Which ordered pair is a solution \( y=x^{2}-6 x+11 \) \( y=-3 x+9 \)

Let's find the intersection of the two equations by setting them equal to each other since both are equal to \( y \): \( x^{2} - 6x + 11 = -3x + 9 \). Rearranging gives: \( x^{2} - 3x + 2 = 0 \). Factoring this gives: \( (x - 1)(x - 2) = 0 \). So, \( x = 1 \) and \( x = 2 \). Plugging both values back into either equation (let’s use \( y = -3x + 9 \)): For \( x = 1 \): \( y = -3(1) + 9 = 6 \). So, one solution is \( (1, 6) \). For \( x = 2 \): \( y = -3(2) + 9 = 3 \). So, another solution is \( (2, 3) \).
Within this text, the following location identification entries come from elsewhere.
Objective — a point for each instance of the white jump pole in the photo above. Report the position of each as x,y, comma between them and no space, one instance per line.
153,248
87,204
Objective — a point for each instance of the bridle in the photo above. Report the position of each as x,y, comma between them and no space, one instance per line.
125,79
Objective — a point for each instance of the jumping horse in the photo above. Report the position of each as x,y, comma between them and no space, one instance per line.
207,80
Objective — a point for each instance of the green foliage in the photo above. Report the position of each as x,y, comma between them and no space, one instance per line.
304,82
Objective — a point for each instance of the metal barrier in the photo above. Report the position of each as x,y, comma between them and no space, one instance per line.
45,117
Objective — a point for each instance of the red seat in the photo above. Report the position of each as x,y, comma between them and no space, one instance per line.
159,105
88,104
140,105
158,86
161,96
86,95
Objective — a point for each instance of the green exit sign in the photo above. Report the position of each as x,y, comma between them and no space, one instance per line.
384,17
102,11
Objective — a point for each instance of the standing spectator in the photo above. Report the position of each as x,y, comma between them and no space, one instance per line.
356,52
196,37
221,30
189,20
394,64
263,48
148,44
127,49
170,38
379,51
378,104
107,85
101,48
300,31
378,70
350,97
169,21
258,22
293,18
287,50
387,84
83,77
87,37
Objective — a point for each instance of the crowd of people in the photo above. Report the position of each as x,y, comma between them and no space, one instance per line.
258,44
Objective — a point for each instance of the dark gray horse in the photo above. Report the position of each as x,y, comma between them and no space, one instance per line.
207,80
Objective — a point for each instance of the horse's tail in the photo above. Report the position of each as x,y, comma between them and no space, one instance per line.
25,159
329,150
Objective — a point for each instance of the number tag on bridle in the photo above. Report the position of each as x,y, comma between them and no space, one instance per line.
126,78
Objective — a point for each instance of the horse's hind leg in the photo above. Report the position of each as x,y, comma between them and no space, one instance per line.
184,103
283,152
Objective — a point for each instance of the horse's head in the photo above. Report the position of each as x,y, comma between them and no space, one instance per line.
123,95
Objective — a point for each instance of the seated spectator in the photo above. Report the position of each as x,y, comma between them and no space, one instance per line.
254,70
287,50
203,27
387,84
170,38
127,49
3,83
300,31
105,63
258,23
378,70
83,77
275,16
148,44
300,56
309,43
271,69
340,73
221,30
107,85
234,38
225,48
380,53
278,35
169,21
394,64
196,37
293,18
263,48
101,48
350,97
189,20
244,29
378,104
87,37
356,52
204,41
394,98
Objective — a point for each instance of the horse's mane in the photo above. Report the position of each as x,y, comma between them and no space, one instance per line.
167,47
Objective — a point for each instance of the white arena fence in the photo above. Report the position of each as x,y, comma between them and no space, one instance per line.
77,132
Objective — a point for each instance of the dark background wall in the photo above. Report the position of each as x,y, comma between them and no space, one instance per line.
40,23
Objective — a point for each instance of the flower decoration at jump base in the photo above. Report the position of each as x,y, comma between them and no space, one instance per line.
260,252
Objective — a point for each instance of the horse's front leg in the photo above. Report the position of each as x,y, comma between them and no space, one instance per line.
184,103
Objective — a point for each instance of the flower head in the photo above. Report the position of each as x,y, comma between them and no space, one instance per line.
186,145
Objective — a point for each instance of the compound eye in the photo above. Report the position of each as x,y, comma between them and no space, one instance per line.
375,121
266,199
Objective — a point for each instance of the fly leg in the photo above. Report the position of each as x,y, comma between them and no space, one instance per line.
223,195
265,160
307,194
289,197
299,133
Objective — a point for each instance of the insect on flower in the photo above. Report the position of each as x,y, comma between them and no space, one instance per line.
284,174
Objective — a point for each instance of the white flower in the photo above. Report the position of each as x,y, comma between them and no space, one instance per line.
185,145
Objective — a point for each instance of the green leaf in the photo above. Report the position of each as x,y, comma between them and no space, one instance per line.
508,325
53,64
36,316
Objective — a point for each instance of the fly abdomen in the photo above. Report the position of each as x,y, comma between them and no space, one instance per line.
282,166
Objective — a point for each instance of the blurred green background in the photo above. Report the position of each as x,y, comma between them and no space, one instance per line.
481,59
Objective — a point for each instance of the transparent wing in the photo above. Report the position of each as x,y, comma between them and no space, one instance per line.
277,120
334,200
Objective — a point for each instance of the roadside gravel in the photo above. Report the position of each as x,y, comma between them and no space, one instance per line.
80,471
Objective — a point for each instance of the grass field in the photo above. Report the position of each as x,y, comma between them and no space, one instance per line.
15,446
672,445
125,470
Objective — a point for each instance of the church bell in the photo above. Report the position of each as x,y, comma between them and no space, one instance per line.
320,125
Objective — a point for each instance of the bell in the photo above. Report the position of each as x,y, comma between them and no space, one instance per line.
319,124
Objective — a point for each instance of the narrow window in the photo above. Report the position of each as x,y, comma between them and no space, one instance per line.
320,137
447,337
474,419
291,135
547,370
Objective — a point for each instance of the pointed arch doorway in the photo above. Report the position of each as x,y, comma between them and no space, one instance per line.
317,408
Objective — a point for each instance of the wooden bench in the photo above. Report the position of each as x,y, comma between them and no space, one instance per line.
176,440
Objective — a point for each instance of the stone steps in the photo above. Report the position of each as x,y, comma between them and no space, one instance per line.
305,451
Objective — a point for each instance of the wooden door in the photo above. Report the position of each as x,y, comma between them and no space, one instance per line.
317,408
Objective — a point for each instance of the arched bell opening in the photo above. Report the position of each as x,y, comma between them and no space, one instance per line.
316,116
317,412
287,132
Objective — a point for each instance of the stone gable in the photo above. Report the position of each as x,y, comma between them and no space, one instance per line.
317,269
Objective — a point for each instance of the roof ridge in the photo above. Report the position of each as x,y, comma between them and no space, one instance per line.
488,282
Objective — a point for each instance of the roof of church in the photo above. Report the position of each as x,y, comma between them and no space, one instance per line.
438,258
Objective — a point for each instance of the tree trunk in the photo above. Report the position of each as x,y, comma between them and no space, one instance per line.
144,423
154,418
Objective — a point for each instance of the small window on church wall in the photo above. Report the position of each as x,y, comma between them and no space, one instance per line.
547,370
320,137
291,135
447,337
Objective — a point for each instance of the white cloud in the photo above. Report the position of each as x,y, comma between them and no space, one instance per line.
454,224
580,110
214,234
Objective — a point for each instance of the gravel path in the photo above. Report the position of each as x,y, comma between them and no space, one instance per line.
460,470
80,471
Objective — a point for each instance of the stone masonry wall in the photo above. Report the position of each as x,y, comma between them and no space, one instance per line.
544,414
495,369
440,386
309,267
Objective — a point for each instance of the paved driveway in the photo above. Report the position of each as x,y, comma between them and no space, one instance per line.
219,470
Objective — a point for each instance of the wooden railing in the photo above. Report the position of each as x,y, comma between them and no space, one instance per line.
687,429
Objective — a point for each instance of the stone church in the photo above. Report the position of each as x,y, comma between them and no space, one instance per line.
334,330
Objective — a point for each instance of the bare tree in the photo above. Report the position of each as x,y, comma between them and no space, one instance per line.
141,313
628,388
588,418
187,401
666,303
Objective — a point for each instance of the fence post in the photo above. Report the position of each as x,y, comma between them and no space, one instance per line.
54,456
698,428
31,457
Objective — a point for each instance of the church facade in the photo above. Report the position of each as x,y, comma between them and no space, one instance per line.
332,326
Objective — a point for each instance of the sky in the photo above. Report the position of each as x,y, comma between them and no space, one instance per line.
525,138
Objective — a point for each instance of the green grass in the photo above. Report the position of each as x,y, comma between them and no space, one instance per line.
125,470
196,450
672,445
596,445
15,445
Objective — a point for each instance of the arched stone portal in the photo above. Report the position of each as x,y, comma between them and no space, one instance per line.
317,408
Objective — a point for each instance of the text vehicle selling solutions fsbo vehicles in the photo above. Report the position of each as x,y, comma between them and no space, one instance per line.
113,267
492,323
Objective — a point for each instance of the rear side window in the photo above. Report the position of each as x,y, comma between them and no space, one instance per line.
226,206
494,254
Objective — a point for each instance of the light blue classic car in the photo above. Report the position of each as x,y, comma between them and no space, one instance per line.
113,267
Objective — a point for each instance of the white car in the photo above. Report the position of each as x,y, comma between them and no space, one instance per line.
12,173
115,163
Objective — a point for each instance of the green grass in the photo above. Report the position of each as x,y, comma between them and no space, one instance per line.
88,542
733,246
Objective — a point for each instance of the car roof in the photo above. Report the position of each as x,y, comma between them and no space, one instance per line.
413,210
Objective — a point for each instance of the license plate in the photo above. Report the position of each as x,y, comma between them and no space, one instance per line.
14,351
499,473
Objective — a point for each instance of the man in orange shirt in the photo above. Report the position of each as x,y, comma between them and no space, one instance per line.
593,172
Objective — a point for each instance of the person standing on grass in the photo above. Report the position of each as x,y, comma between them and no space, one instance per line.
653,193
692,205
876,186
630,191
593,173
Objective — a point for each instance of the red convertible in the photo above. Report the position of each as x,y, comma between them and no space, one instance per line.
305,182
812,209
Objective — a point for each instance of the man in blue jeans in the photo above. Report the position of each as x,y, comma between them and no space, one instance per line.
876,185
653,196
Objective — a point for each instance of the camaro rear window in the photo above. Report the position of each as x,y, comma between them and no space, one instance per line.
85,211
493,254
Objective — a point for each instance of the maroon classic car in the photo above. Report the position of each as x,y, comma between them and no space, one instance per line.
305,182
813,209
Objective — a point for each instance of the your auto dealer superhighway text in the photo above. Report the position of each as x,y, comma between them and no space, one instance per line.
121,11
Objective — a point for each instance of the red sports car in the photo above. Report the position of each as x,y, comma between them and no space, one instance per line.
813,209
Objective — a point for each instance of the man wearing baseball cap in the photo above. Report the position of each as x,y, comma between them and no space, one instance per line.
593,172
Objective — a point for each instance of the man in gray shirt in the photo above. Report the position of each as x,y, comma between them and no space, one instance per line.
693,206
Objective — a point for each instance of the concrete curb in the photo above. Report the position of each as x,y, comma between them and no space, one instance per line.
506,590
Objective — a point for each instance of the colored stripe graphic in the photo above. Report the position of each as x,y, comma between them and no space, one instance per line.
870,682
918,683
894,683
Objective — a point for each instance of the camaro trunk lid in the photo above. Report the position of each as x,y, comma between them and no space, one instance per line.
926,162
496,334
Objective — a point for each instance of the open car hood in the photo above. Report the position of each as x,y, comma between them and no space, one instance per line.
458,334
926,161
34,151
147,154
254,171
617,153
Therefore, the ordered pairs that are solutions are \( (1, 6) \) and \( (2, 3) \). Now, the next logical step is figuring out how we can analyze the graph of both equations to better understand their intersection. Graphing the first equation will give you a parabola opening upwards, while the second will yield a straight line. Their points of intersection represent the pairs we found—like solving a mystery of where two paths cross! Moreover, remember that substituting values back into the original equations is crucial when solving such systems, as this helps confirm your solutions. Always check your work to avoid mistakes, like miscalculation or overlooking a possible pair!